Beginning with a diner massacre before jumping directly to a desert car chase, then a nudity-enriched vampire throat-ripping, then a vampire beatdown courtesy of a sword-wielding cowboy/priest, Live Evil bangs from scene to scene like a bat out of hell.
Clearly taking advantage of America’s approval of vampire worship as the new national religion, the low-budget wonder from co-writer/director Jay Woelfel is undeniably bursting with energy. According to Ken Foree’s somber introduction, the drug and lifestyle excesses of humans have rendered the majority unfit for vampiric consumption, provoking the colonies of starving vampires to fight amongst themselves for survival. (Hmmmm…something smells like the Blade franchise in here.)

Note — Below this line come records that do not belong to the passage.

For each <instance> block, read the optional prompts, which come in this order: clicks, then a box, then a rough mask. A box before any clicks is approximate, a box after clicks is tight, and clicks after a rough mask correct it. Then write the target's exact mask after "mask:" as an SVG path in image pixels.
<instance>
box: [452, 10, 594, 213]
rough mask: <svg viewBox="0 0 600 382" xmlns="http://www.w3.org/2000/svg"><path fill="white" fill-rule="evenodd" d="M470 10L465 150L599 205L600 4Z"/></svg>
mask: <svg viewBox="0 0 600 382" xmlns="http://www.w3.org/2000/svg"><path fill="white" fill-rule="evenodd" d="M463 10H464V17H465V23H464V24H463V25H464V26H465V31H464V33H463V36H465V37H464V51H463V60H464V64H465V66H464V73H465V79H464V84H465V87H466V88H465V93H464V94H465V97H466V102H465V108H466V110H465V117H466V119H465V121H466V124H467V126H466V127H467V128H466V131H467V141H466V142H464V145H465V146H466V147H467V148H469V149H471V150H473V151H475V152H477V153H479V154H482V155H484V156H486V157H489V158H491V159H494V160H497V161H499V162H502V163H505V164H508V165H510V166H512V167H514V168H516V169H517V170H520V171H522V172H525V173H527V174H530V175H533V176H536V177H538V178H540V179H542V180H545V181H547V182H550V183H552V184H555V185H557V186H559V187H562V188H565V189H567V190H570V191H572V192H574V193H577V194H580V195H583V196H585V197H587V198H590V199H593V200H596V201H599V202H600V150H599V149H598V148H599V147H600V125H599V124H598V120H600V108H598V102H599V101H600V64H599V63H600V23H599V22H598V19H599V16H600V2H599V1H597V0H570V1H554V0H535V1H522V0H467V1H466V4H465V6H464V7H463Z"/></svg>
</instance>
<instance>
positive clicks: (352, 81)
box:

Live Evil cruises back and forth between two different perspectives: a car-full of vampire buds road-tripping to Hollywood, and the sword-wielding, vampire-hunting priest who is out take care of some…(languorous pause, staring glassily into the distance)…”unfinished business”…(roll snippets of a vague flashback that won’t be fully revealed until at the end of the movie). B-movie veteran Tim Thomerson (Trancers) plays the priest in a wryly funny performance that has him stomping vampire hearts with his boot heel, and (in one memorable speech) comparing vampires to Lamborghinis. In fact, Thomerson is so committed to the character, hiding a whiff of false menace behind his amusingly sincere line delivery, the storyline featuring the vampire buddies pales in comparison.
Slightly reminiscent of Near Dark,Live Evil brings enough blood and boobs to the table to entertain even the most jaded horror fan. The film’s five-person special effects team really pulls out all the stops when it comes to bringing the syrupy wet work. From a vampire party complete with topless waitresses, to the introduction of a pair of cop vampires with fangs in the palms of their hands, to an inevitable confrontation with vampire babies (“Goddamned vampire babies”, intones Thomerson, “they’re the worst.”), Woelfel slams down the creative gas pedal and doesn’t let up until the end credits roll. For those willing to ignore sub-par production values, Live Evil pays off in spades.